How to config druid to use non-AWS provided S3 as deep storage?

I am using druid 0.9 and I tried to config druid to use non-AWS provided S3 as deep storage.

How do I specify the S3 endpoint in the druid config?

The S3 extension for deep storage uses jets3t under the hood. You should be able to have a jets3t.properties on the class path, but I haven’t really experimented with it.

Su -

Here are the properties you need to set in conf/_common/common.runtime.properties -

druid.storage.type=s3

druid.storage.bucket=bucketname

druid.storage.baseKey=druid/segments

druid.s3.accessKey=S3_ACCESS_KEY

druid.s3.secretKey=S3_SECRET_KEY

Replace bucket name / access key / secret key according to your S3 settings.
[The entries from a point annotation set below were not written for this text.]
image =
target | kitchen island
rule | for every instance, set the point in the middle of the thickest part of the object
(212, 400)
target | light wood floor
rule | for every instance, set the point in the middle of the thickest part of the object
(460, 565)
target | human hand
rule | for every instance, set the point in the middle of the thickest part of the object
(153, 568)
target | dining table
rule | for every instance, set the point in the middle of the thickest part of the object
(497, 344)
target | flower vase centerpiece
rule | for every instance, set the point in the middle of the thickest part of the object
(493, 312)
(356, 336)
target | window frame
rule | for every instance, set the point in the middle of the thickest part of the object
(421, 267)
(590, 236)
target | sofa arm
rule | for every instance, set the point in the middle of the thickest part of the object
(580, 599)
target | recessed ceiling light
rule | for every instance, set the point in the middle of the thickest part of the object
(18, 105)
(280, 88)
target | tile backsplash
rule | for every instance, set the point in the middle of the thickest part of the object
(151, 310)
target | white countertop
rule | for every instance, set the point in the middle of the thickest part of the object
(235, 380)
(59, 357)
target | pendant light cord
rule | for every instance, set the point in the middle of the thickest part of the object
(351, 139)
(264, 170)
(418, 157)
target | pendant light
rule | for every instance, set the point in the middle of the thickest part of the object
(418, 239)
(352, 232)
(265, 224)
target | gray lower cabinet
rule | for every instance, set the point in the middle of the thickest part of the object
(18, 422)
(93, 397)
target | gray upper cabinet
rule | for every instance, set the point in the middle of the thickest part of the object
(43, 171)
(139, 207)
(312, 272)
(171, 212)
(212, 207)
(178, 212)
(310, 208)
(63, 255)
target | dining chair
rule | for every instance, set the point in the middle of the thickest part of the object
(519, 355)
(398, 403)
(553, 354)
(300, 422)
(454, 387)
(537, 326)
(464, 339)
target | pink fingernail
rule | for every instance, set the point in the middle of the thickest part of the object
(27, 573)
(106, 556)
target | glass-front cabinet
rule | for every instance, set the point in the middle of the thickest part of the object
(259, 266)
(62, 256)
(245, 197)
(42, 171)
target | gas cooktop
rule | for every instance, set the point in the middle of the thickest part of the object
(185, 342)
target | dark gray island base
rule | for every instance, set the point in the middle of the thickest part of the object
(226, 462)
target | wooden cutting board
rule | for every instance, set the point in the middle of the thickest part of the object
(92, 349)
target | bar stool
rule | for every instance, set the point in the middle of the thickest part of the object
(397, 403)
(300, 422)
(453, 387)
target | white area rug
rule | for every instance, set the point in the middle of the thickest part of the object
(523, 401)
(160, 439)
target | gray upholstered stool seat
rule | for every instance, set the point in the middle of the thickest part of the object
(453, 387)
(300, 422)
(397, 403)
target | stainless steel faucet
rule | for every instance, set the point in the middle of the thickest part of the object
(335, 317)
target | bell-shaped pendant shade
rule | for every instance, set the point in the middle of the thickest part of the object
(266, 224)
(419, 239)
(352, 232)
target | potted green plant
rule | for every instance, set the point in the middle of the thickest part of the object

Disable other storage types that you may have set previously - local / hdfs

In case you are behind a proxy, you need to enable the proxy and set-up the proxy end-point for S3 using jets3t.properties properties file. Create this file and copy into the _common directory.

You will the following properties in there -

httpclient.proxy-autodetect=false

httpclient.proxy-host=proxy-url

httpclient.proxy-port=proxy-port

Adjust your proxy-url and port accordingly.

[I used this in my POC, and it works]

Hope that helps.

Hi Jagadeesh,

Your message is very helpful. I am behind a proxy. How do I config the endpoint to access S3 in jets3t.properties?
Does something like this work?
s3service.s3-endpoint=http://mys3-api-endpoint.opst.mtlabs.com:5000/v2.0

Difu

What you specify in jets3t.properties file are you proxy hostname and port. All S3 settings would go into common.runtime.properties. Please look my above post for sample.

I find in http://www.jets3t.org/toolkit/configuration.html that RestS3Service related config needs to be set in jets3t.properties and this indluces `s3service.s3-endpoint. Do you set this config? Do you set it in ``common.runtime.properties? Should I set the whole URL or just the host name?

Difu`

I added a jets3t.properties file with the following config and it worked for me:

s3service.s3-endpoint=<non_aws_service_host>

s3service.s3-endpoint-http-port=<non_aws_service_port>

s3service.disable-dns-buckets=true

s3service.https-only=false

Saravana

And of course common.runtime.properties file had the following:

druid.storage.type=s3

druid.s3.accessKey=<access_key>

druid.s3.secretKey=<secret_key>

druid.storage.bucket=<bucket_name>

druid.storage.baseKey=<sub_directory_within_the_bucket>